Close up of car crash

D-day for the insurance sector as whiplash reforms go live

Posted on Fri, 28/05/2021

Monday, 31 May 2021 sees the launch of the government’s Official Injury Claim (OIC) portal, the main outcome of the Civil Liability Act. More than 2,000 days after the plans were first announced by George Osborne, as well as five Lord Chancellors, two general elections and a global pandemic, the way in which most people injured on our roads claim for compensation is to change radically.

The twin intentions of the policy were to tackle insurance fraud and bring down the costs of motor premiums. It will be hard to judge whether either will be a success, at least any time soon. There is no independently verified fraud data to compare and the Financial Conduct Authority has to wait until 2024 before working out whether the promised £35 per premium saving has been delivered.

In the meantime, claims numbers look likely to fall further. They had been dropping for a number of years following the Legal Aid, Sentencing and Punishment of Offenders Act 2012, which brought about various measures to bring down legal costs. Covid-19 led to considerable further decline, and while road traffic is now recovering fast and there is no reason to believe that road traffic accidents are not following suit, the government estimates that the new portal could process as few as 400,000 personal injury claims a year, half the number of just a few years ago.

The numbers will fall too because a new tariff for whiplash injuries is to come into force, reducing dramatically the compensation available to victims for pain, suffering and loss of amenity. This, plus the removal of lawyers’ fees, is where the savings to consumers should come from.

There will be few in the wider insurance and legal services sector who will not be apprehensive about the changes, and especially about what will happen when the new portal goes live. It is completely untested on live cases and no similar scheme has been attempted anywhere else in the world. The programme has been beset by delays and it will be impossible to value cases that involve a combination of an injury that is subject to the tariff and one which is not.

These so-called ‘hybrid’ scenarios represent as many of one in three people who currently make a claim following an accident that wasn’t their fault. It is hoped that the issue will be tidied up through Court of Appeal rulings in due course. In the meantime, and even by the government’s own figures, as many as 140,000 legitimate claimants per year – many with quite severe injuries – will be in a legal no man's land and be denied justice.

The long-term response of the sector to the whiplash reforms has to be one based both on realism and pragmatism. Realism because the changes are now with us, although the flawed thinking behind them has not gone anyway. Pragmatism because that is what injured people need, not a rehashing of old arguments. Thanks to investments in IT and new claims-handling processes, professional representation will still be available, and it seems certain that the vast majority of claimants will seek the support of one sort or another. This is both for convenience and because the new claims processes are arcane enough the scare many people off. 

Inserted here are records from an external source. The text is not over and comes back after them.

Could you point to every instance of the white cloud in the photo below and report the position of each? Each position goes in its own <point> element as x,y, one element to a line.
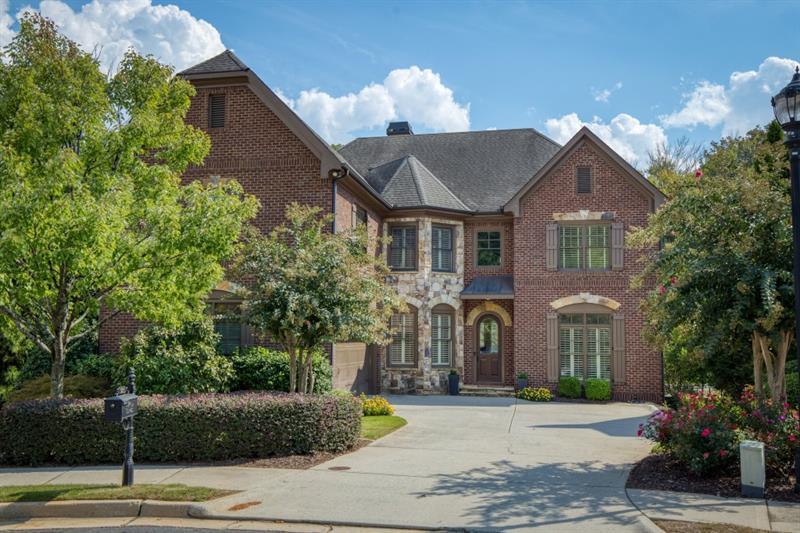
<point>168,32</point>
<point>625,134</point>
<point>6,21</point>
<point>739,106</point>
<point>413,94</point>
<point>603,95</point>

More reforms could be in the pipeline. Attention must be paid to rehabilitation and how credit hire functions, in other words, how people and their vehicles are repaired. Some minor changes to claims for non-RTA lower-value personal injuries are due to come in next April, and there is a question mark over the temporary and partial protections the government introduced for children and protected parties injured in motor vehicle collisions. Other vulnerable road users, namely pedestrians, cyclists, motorcyclists and horse riders, were exempted from the changes following a successful campaign by ACSO.

The next few weeks and months will see the reforms bed in. Teething problems look all-but-inevitable, and public confusion guaranteed. A recent survey from Consumer Intelligence found that nearly 90 per cent of the public were unaware of the reforms, little surprise as the government has spent precisely nothing on making the public aware of these significant changes to their legal rights, although there are plans for a social media campaign over the Bank Holiday weekend before the portal goes live.

Those of us who have lived and breathed the reform process will need to stay alert, both to make sure the changes work as they can and to hold the government and the insurance industry to account over its promises. 

The one clear lesson in the 2,014 days since the reforms were announced should be that industry-led solutions are the best way to tackle most issues. Any debated in future must focus not on the producer interest but on the consumer who pays for everything – and whose needs, if injured on our roads or anywhere else, must trump all other concerns. 

Author: Matthew Maxwell Scott, executive director of the Association of Consumer Support Organisations (ACSO).